Lurie regards September 20, 2005—when he was able to award $50,000 checks to Tipping Point’s inaugural grantees, Richmond-based Rubicon Programs and the Homeless Prenatal Program in SF—as one of his most rewarding days. Nearly a decade later, the organization’s portfolio has expanded to include 46 Bay Area nonprofits, including Aspire Public Schools in Oakland, which was recently awarded Tipping Point’s first $1,000,000 grant, to support its college-readiness endeavors. (Because Tipping Point deliberately doesn’t have an endowment to rely upon—“This ensures a very hungry model and plenty of pavement pounding,” says managing director Jen Pitts—grant money comes from fundraising dollars, and operating costs are supplied by a required minimum bequest of $250,000 per year from each of the 23 board members.)
Lurie, who was appointed by SF Mayor Ed Lee to chair the city’s Super Bowl 50 bid committee, expects February 7, 2016, when the NFL championship befalls Levi’s Stadium, to be another major victory. In fine print brilliantly conceived by Lurie to ensure the most philanthropic Super Bowl in history, 25 percent of money raised from sponsors will support humanitarian work in the Bay Area.
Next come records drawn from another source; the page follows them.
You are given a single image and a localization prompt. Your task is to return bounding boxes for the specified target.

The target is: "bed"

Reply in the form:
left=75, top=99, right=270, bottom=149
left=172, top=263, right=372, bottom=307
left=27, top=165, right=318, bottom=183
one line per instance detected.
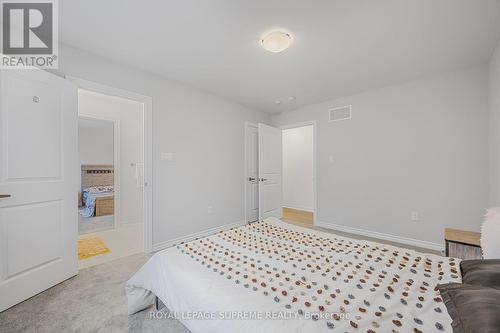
left=79, top=164, right=115, bottom=217
left=126, top=218, right=461, bottom=333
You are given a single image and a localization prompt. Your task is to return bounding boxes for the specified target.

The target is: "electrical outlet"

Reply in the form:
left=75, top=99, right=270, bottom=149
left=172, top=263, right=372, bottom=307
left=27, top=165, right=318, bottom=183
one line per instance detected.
left=411, top=212, right=420, bottom=222
left=160, top=153, right=174, bottom=161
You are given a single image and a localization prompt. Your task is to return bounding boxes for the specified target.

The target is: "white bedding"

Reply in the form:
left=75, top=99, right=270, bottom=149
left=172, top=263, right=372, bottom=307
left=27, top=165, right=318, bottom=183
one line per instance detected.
left=126, top=218, right=461, bottom=333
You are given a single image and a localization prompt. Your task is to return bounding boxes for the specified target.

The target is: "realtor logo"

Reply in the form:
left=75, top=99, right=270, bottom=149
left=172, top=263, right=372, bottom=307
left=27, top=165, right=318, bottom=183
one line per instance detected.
left=0, top=0, right=58, bottom=68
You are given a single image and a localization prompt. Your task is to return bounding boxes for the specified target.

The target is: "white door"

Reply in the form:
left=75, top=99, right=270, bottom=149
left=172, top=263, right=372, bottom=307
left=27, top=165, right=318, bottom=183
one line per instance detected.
left=0, top=70, right=78, bottom=311
left=259, top=124, right=283, bottom=220
left=245, top=124, right=259, bottom=222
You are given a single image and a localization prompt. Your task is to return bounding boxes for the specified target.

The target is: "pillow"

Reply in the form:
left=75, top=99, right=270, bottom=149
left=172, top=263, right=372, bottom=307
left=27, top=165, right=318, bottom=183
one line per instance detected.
left=437, top=283, right=500, bottom=333
left=460, top=259, right=500, bottom=289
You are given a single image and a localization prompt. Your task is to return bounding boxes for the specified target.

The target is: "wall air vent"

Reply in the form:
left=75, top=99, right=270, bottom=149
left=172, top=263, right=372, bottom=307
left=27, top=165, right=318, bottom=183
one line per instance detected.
left=328, top=105, right=352, bottom=122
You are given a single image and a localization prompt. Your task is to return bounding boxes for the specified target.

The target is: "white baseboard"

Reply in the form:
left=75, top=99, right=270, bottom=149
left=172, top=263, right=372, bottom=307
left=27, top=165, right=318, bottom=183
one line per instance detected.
left=315, top=221, right=444, bottom=252
left=152, top=220, right=246, bottom=252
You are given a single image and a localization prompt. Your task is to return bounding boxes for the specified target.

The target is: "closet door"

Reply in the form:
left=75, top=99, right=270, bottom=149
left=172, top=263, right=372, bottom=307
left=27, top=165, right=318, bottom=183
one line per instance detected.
left=0, top=69, right=78, bottom=311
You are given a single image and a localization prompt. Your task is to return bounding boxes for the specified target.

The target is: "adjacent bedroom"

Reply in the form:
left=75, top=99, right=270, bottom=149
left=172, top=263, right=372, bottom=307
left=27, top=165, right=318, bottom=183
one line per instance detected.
left=0, top=0, right=500, bottom=333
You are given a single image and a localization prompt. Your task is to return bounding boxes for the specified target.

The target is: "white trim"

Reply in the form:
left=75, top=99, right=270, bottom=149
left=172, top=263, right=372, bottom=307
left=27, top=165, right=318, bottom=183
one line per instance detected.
left=153, top=221, right=247, bottom=252
left=66, top=76, right=153, bottom=253
left=243, top=121, right=260, bottom=222
left=279, top=120, right=318, bottom=225
left=316, top=221, right=444, bottom=252
left=78, top=114, right=121, bottom=229
left=283, top=204, right=314, bottom=213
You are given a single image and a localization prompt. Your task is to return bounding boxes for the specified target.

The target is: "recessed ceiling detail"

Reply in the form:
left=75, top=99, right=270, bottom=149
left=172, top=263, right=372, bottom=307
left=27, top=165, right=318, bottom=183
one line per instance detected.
left=260, top=31, right=293, bottom=53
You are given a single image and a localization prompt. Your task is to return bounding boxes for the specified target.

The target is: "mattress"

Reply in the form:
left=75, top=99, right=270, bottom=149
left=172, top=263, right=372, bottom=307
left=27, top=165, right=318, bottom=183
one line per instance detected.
left=126, top=218, right=461, bottom=332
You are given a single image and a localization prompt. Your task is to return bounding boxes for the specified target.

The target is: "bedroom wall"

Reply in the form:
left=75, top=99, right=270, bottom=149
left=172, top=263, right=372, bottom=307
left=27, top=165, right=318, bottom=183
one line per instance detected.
left=78, top=119, right=113, bottom=165
left=283, top=125, right=314, bottom=211
left=488, top=43, right=500, bottom=207
left=55, top=45, right=270, bottom=245
left=78, top=90, right=144, bottom=225
left=273, top=67, right=488, bottom=246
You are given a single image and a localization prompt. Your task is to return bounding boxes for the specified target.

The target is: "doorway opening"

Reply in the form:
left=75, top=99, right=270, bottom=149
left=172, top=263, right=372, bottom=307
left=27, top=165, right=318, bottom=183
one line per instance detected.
left=74, top=88, right=146, bottom=268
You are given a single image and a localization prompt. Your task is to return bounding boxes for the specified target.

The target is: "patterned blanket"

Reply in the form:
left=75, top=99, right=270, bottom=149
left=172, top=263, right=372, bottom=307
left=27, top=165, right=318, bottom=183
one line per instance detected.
left=128, top=219, right=461, bottom=332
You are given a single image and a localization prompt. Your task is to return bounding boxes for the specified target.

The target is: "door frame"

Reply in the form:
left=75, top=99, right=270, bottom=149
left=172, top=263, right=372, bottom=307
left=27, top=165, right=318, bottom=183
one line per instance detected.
left=78, top=114, right=121, bottom=229
left=243, top=121, right=260, bottom=223
left=278, top=120, right=318, bottom=225
left=66, top=76, right=153, bottom=253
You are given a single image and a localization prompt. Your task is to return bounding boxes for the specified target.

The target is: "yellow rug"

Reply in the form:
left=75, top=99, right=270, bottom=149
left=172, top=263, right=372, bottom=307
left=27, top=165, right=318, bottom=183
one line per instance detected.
left=78, top=236, right=111, bottom=260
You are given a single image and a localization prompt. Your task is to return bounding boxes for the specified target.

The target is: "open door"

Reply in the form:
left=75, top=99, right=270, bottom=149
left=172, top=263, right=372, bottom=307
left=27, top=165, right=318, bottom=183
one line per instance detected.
left=259, top=124, right=283, bottom=220
left=0, top=69, right=78, bottom=311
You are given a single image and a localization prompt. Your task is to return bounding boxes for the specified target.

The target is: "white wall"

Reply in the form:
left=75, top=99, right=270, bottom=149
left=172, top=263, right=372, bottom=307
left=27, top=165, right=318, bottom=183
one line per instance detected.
left=273, top=67, right=488, bottom=244
left=55, top=46, right=270, bottom=244
left=488, top=43, right=500, bottom=207
left=78, top=90, right=144, bottom=224
left=78, top=118, right=114, bottom=165
left=283, top=125, right=314, bottom=211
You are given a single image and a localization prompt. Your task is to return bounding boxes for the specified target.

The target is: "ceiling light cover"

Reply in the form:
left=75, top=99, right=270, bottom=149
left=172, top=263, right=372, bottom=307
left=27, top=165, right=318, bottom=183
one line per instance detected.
left=260, top=31, right=293, bottom=53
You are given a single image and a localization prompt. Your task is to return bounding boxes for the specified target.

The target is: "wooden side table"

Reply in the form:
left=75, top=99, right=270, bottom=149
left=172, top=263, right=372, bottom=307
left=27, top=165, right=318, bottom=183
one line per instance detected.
left=444, top=228, right=483, bottom=259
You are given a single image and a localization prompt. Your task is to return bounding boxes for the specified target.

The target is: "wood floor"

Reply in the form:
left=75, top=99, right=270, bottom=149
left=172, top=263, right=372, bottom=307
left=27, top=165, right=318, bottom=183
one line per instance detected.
left=283, top=207, right=314, bottom=225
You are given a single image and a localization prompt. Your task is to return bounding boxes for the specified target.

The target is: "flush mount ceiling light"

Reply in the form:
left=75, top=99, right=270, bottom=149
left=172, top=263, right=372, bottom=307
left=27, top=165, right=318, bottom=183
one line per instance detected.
left=260, top=31, right=293, bottom=53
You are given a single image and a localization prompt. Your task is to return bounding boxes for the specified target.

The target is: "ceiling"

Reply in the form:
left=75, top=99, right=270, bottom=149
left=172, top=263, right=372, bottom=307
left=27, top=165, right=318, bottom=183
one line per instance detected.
left=59, top=0, right=500, bottom=112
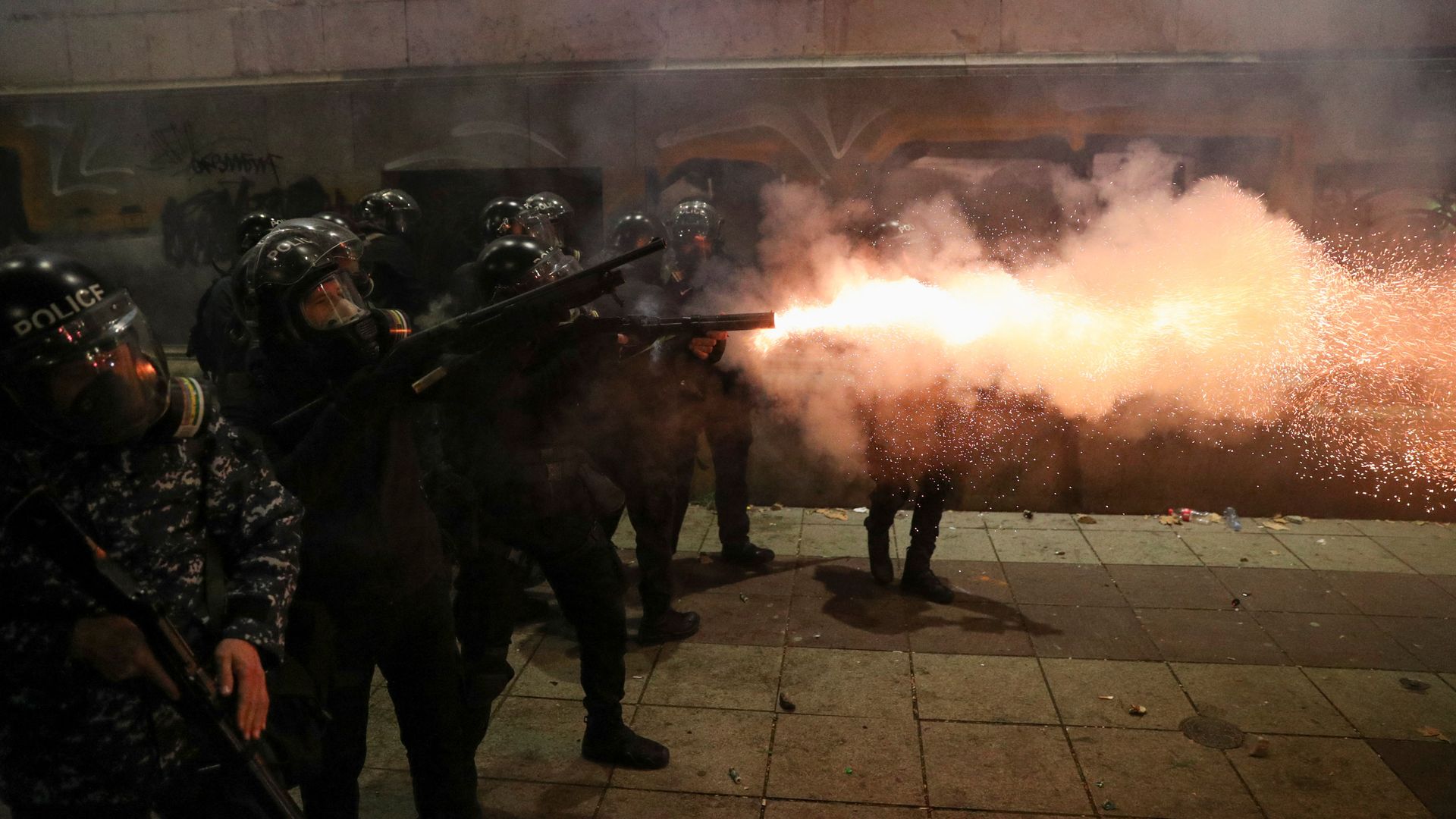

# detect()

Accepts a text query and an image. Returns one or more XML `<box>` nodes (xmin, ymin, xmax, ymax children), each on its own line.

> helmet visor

<box><xmin>6</xmin><ymin>293</ymin><xmax>168</xmax><ymax>444</ymax></box>
<box><xmin>299</xmin><ymin>269</ymin><xmax>369</xmax><ymax>329</ymax></box>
Another unorthodox blueprint: T Lab, Tipping Point’s new research and development arm, is a brain trust of creative problem solvers who divine experimental solutions to some of poverty’s biggest issues—early childhood education, affordable child care, and prisoner re-entry into society. Since R&D is virtually unheard of in the social sector, T Lab is yet more evidence of Lurie’s pioneering approach to philanthropy. “There is no part of Daniel that thinks, Wow, we’ve already raised $80 million and served 365,000 low-income families. My work is done,” says board member Alec Perkins of Perkins Investment Management. “He knows we’re just scratching the surface.”